Tipo 2. Nesse sistema, que é comum na social-democracia da Europa (Alemanha, Áustria, Holanda, Escandinávia), os parceiros sociais se envolvem permanentemente em negociações em vários níveis. As vezes, negociam com o governo, fazem pactos ou ajudam a formular políticas públicas nos campos do emprego, desemprego, seguridade social, formação profissional, etc. Outras vezes, a negociação é entre empregados e empregadores e dentro dos grandes setores da economia (negociação centralizada) nos quais são estabelecidas regras básicas que servem de orientação para as negociações locais e empresariais (negociações descentralizadas).

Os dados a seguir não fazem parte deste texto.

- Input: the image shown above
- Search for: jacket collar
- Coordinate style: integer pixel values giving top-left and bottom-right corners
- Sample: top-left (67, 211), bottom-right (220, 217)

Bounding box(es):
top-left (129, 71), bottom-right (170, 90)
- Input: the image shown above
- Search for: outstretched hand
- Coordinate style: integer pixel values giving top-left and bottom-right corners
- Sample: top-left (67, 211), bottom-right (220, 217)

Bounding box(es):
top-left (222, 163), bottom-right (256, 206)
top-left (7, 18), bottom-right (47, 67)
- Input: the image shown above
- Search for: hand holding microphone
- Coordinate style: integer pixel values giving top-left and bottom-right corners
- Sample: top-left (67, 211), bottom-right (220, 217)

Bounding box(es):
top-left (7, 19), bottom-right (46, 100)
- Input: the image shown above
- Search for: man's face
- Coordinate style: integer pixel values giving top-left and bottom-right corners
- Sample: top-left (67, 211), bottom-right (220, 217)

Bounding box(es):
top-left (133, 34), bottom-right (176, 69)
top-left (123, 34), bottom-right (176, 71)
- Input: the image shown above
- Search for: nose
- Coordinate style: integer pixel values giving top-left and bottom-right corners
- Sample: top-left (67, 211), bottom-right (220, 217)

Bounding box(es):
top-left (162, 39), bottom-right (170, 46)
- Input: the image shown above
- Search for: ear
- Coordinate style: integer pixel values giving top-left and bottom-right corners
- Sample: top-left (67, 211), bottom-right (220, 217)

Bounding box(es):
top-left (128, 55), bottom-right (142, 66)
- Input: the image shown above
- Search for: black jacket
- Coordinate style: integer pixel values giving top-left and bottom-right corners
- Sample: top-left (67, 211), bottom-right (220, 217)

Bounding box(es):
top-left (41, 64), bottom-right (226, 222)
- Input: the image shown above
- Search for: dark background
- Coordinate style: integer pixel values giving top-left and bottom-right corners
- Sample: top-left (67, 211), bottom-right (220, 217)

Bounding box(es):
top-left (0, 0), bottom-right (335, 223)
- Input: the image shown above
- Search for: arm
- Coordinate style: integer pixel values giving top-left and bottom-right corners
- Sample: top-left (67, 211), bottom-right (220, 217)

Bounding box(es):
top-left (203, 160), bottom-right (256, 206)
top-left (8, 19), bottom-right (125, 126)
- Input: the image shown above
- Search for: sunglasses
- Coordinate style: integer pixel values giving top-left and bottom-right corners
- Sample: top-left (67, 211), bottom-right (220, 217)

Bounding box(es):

É a "descentralização centralizada". A interferência do Estado se faz presente mas é aprovada pelos parceiros sociais.

Tipo 3. Nesse sistema, que predomina nos países latinos da Europa (Itália, França, Espanha, Portugal) e, com mais clareza na América Latina, as negociações (centralizadas e descentralizadas), são realizadas sob uma forte influência do Estado através de leis detalhadas e normas administrativas aprovadas há tempos e, nem sempre, com a concordância de todos os parceiros sociais. Há um forte intervencionismo estatal.

Os tipos acima são simplificações dos sistemas existentes. É claro que o Brasil terá o seu próprio sistema. Mas é bem provável que, do lado do governo, o Fórum Nacional do Trabalho venha a receber muitas sugestões inspiradas no tipo 3, mescladas com algumas idéias do tipo 2. Afinal, a CUT e o PT formaram seus quadros ao longo das décadas de 80 e 90 com apoio de centrais sindicais e outras entidades da Itália, Espanha, França e Alemanha.

Mas, será que os representantes dos empregados e empregadores aceitarão essa mescla? Arrisco um palpite. Penso que o peso do nosso "garantismo legal" vai empurrar o resultado para o lado do tipo 3. A tendência brasileira é de colocar na lei – e não nos contratos -, a maioria das proteções e dos benefícios trabalhistas. Isso é difícil de mudar. As inovações respeitarão a cultura reinante.

O novo sistema de relações do trabalho não será igual ao atual. Mas não será totalmente diferente. A engenhosidade brasileira, baseada na arte do jeito, muito provavelmente vai levar o Fórum a inovar sem arrojo, de forma gradual, com avanços transitórios e dentro de um quadro de referência que todos conhecem e se sentem seguros.

Será um grande sucesso se os avanços transitórios apontarem para o duplo objetivo acima enunciado, ou seja, a melhoria das proteções dos trabalhadores (hoje, 60% não têm nenhuma proteção pois estão no mercado informal) e a garantia da agilidade para as empresas enfrentarem a crescente competição (nacional e internacional). O crescimento econômico e o emprego da população dependem muito dessas medidas.

O Fórum será uma boa oportunidade para se analisar os argumentos em seus detalhes. E, no campo trabalhista, os detalhes são muito importantes.

Trata-se de um exercício valioso para o Brasil. Outros foram tentados no passado. Mas não com a sistemática proposta. Por trás de tudo, porém, há que se garantir um clima de cordialidade e respeito. O governo, como coordenador do Fórum, tem uma grande responsabilidade nessa tarefa. Seu papel é de anfitrião educado e magistrado responsável. Desejo pleno sucesso aos integrantes do Fórum. O futuro do Brasil depende muito do seu trabalho.